6. Q1 2026 VCベンチャー投資が2,970億ドルで過去最高——AI案件が全体の81%を占める
2026年第1四半期のグローバルベンチャー投資総額が2,970億ドルに達し、過去最高を記録した。 そのうち81%がAI関連案件に向かっており、OpenAI・Anthropic・xAIによる大型調達が記録を押し上げた。 前年同期比で投資額はほぼ倍増しており、AIバブルへの懸念と産業実装への期待が混在している。
一方で、エンタープライズ企業のAI導入姿勢も変化している。 パイロット実験段階から全社規模のAI展開へのシフトが加速しており、企業のAI関連支出の前年比は約2倍に達した。
| 指標 | 数値 |
|---|---|
| Q1 2026 グローバルVC総額 | 2,970億ドル(過去最高) |
| AI関連の比率 | 81% |
| 前年同期比 | ほぼ2倍 |
| 米国AI民間投資(2025年) | 1,091億ドル(中国の約12倍) |
| エンタープライズAI支出変化 | 前年比2倍規模 |
| 最大懸念 | 電力不足・データ品質・ROI不透明 |
資金調達環境はAI一色だが、「ROIが不透明」「実装で躓く」という現場の声も増えている。 AI導入を成功させるプロセス・人材・データ整備を支援する「AI実装支援サービス」が、次の有望市場になる可能性が高い。
7. 米中チップ戦争2026——H200は承認済みでも「実際の売上はゼロ」
NvidiaのH200チップは米政府の対中輸出許可を取得しているにもかかわらず、実際の売上はゼロ——。 NvidiaのCFOが公式にこう発言したことで、「許可」と「販売」の間にある現実の壁が明らかになった。 中国国内ではHuawei Ascendなど国産AIチップが存在感を増しており、顧客が既に代替品を確保してしまっているとみられる。
密輸摘発も激化。
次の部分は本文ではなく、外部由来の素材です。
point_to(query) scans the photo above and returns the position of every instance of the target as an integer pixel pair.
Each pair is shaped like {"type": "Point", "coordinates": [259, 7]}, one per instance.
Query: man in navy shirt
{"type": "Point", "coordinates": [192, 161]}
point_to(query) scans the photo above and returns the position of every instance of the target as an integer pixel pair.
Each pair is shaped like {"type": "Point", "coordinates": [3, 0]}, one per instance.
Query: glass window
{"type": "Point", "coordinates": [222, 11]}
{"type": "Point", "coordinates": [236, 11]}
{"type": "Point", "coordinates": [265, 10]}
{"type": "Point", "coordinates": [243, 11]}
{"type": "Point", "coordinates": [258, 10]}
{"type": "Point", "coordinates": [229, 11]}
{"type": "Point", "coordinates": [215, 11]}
過去12カ月で商務省が課した制裁・没収額は4.2億ドル超に達し、Supermicroの共同創業者が25億ドル規模の密輸スキームで逮捕された。 トランプ政権は表向き追加規制を抑制しているが、議会では輸出許可の厳格化を求める声が高まっている。
| 項目 | 詳細 |
|---|---|
| H200 対中輸出許可 | 条件付きで承認済み(2025年12月〜) |
| Nvidia の実際の売上 | ゼロ(CFO 公式発言) |
| 国内競合 | Huawei Ascend 等が市場を浸食中 |
| 密輸取締額 | 過去12カ月で4.2億ドル超の制裁・没収 |
| 摘発事案 | Supermicro 共同創業者を25億ドル密輸容疑で逮捕 |
| 政策動向 | 追加規制は抑制、だが議会は厳格化を要求 |
AI半導体の地政学リスクは「規制があるから売れない」から「規制がなくても売れない」という新局面に入った。 グローバルにAIインフラを調達する起業家は、サプライチェーンの複線化と代替チップへの対応を戦略に組み込む時期を迎えている。
今日の1行まとめ
AIは「モデルを作る競争」を卒業し、「どう収益化し・どう組み込むか」の産業実装戦争に突入した——起業家に問われているのは、その波にどう乗るかではなく、どこに先に旗を立てるかだ。